Image-segmentation-based methods usually firstly used a local adaptive thresholding method to segment the Braille image into several parts such as shadows, light, and background then identified Braille recto and verso dots through the combination rules of these parts [10–14]. This type of Braille dots detection method was sensitive to the thresholding value and getting the final result through multiple steps was easy to accumulate errors. In order to avoid the above problems, another type of Braille dot detection method directly detected Braille dots by combining manual feature mining and machine learning methods. Features and machine learning methods include Haar and SVM [3]; HOG and SVM [15]; Haar, LBP, HOG, and Adaboost [16]; and others. Morgavi et al. used a simple neural network to detect Braille dots [17]. Venugopal-Wairagade used Hough transform for circle detection to find Braille dots [18].
In recent years, methods for directly detecting Braille characters have begun to appear. Li et al. used a segmentation CNN with modified UNet [19] architecture to detect Braille characters directly at CVPRW 2020 [20]. In this work, they used a neural network to determine which pixels belong to Braille characters, and then subsequent postprocessing was required to aggregate multiple pixels to form Braille characters based on the segmentation results. Actually, as the most effective technology in the field of object detection [21–23], CNN is rarely applied to the field of Braille detection. We think there is more work to do for the research of Braille character detection based on CNN.
Summarizing the work on Braille detection, it is found that the following two problems have not been solved well. The first is that there are few public Braille image data sets, especially a lack of natural scene image data sets. Another is that most Braille dots detection methods detect Braille characters in multiple steps, which tends to accumulate errors. And there are few works for Braille character detection based on CNN. Based on the above analysis, we constructed a natural Braille image data set and used CNN to propose an anchor-free Braille character detection method based on edge features. We also compared the performance between our method and other classic methods.
3. NSBD: Natural Scene Braille Image Data Set
We constructed a natural scene Braille image data set named NSBD. Different from the existing Braille image data set, all Braille images in NSBD are natural scene images and are obtained in two ways. Some images are downloaded from the Internet, and the other images are taken with mobile phones. There are a total of 212 images in NSBD where 164 images are used for training and others are used for testing.
3.1. Braille Images in NSBD
Unlike Braille characters in scanned Braille document images, which have a simple and uniform background, consistent size, and regular arrangement. Braille characters in natural scene images have different backgrounds, different size, different colors, and so on. Especially, some Braille characters in images are blurry and blend with the background, making them extremely difficult to detect, as shown in Figure 2. In Figure 2, Braille characters in natural scenes exist on a variety of backgrounds including walls, cards, and elevator buttons; the size of Braille characters varies greatly; the color and direction of Braille characters are also different. These characteristics of Braille characters in natural scene images make them difficult to be detected by the existing methods proposed for scanned Braille document images.

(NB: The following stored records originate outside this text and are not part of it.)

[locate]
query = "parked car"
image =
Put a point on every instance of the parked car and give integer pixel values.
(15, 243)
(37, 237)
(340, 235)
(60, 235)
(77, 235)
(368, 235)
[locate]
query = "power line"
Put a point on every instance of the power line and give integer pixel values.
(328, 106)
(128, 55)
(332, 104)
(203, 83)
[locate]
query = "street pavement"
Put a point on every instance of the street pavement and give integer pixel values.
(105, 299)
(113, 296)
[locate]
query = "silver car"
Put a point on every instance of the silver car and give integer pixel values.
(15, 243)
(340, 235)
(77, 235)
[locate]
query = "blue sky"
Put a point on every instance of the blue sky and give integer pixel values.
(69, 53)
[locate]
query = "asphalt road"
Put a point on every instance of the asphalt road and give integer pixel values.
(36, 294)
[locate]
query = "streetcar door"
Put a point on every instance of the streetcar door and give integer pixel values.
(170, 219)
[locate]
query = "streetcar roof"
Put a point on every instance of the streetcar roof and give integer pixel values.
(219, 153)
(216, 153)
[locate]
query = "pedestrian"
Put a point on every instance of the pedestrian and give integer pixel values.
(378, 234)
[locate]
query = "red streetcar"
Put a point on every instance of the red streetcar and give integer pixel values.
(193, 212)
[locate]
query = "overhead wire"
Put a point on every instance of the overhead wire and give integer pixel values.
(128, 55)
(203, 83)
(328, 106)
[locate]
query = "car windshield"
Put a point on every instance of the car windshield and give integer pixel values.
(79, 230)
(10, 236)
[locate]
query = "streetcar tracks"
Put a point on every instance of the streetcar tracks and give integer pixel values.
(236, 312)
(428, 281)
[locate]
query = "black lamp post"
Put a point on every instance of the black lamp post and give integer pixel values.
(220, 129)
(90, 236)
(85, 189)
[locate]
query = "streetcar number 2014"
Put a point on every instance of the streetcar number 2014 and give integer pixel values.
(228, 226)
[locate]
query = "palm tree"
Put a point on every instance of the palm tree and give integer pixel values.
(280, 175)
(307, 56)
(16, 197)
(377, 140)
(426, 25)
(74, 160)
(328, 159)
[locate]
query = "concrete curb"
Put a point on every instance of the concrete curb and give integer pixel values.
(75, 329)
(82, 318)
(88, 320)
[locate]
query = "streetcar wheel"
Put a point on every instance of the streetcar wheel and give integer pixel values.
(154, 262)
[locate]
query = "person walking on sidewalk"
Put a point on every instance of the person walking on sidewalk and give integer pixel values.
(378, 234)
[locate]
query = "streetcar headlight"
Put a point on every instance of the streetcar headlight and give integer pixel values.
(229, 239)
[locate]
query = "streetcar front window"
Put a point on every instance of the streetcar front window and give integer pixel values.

In addition, there are some Braille document images taken with a mobile phone. These images are skewed at different angles, and the lights shining on the Braille character are not uniform; Braille characters and Chinese characters are mixed together as shown in Figure 3.

3.2. Label Files in NSBD
Braille characters in all images in NSBD are marked with rectangle boxes. We used the tool named Labelme to mark all Braille characters and then used the generated JSON files to generate label files in VOC format and ICDAR format with MATLAB code. The structure of the database folder is shown in Figure 4. There are three folders that represent the original image and label files, ICDAR format files, and VOC format files. In the original files, each Braille image corresponds to two files: JSON file and txt file. Each line in the txt file represents the position of a Braille character (coordinate values of the upper left and lower right corners). In ICDAR format files, each Braille image corresponds to a txt file. Each line in the txt file represents the coordinate values of four vertices in the clockwise direction. In VOC format files, each Braille image corresponds to a xml file in which the coordinate values of the upper left and lower right vertices of all Braille character rectangles are given.

4. Methods
We firstly analyzed the characteristics of Braille characters in natural scene images and the structure difference between Braille characters and Chinese and English characters. Then we combined the edge feature of Braille character and the idea of the anchor-free method, a classic object detection technology suitable for small object detection in CNN, to propose an anchor-free Braille character detection method based on edge feature in natural scene images.
4.1. Characteristics of Braille Characters in Natural Scene Images
As shown in Figure 5, Braille characters in natural scene images are always small and vary in size, color, and background. Especially, some Braille characters are blended with the background. As the most effective tool for mining object features in natural scene images in recent years, CNN has achieved excellent performance. So we think CNN is a good choice to mine the features of Braille characters in natural scene images. In addition, activated by the work in [24], we analyze that Braille characters in natural scene images are relatively small in size and are suitable to use the anchor-free method for detection.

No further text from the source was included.